Regisseur Egger kommt aus dem Dunstkreis von Sönke Wortmann („Kleine Haie“, „Der bewegte Mann“). Deshalb begegnen uns nicht nur allerhand SchauspielerInnen aus der Wortmann-Clique in „Harald“ wieder (und Wortmann selbst in einer Rolle als ADAC-Pannenhelfer). Auch die Gags und die Charaktere wirken wie zweite Aufgüsse bzw. Abgüsse eines Instant-Extrakts aus dem Hause von Erfolgsregisseur Wortmann. Gar nicht mal schlecht die Idee, daß ein emotionales Verwirrspiel nicht durch ein kunstvoll gedrechseltes Lügen- und Desinformationsgeflecht entsteht, sondern durch die Unfähigkeit des Hauptakteurs, etwas anderes als stets das sachlich Zutreffende zu sagen – im höflichsten Ton.

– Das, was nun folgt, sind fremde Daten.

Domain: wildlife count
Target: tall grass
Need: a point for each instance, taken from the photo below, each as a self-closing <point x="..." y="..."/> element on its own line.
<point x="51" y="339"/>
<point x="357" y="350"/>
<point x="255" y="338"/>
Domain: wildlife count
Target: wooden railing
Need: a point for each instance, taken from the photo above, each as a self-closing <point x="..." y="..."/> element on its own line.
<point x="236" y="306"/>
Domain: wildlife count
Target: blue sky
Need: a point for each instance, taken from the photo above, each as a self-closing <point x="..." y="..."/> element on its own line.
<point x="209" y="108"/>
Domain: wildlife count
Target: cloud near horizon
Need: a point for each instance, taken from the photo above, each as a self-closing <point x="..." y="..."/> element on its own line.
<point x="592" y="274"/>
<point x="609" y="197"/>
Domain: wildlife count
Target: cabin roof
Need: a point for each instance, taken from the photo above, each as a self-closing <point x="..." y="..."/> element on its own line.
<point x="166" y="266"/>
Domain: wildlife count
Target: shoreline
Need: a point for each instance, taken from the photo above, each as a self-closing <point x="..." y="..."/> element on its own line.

Ein paar originelle Momente gibt's dann tatsächlich, wenn Harald, im Bus unterwegs mit Rica, den Fahrer persönlich lobt: Sie sind wirklich gut gefahren! Und immer wieder lustig: Wenn der Frido mit der Proll-Attitüde auf den soigniert-extraterrestrischen Harald trifft und dessen wüsteste Beschimpfungen an Harald einfach abperlen, weil der auf seinem Planeten halt keine Lektion in deutschen Schimpfwörtern bekommen hat.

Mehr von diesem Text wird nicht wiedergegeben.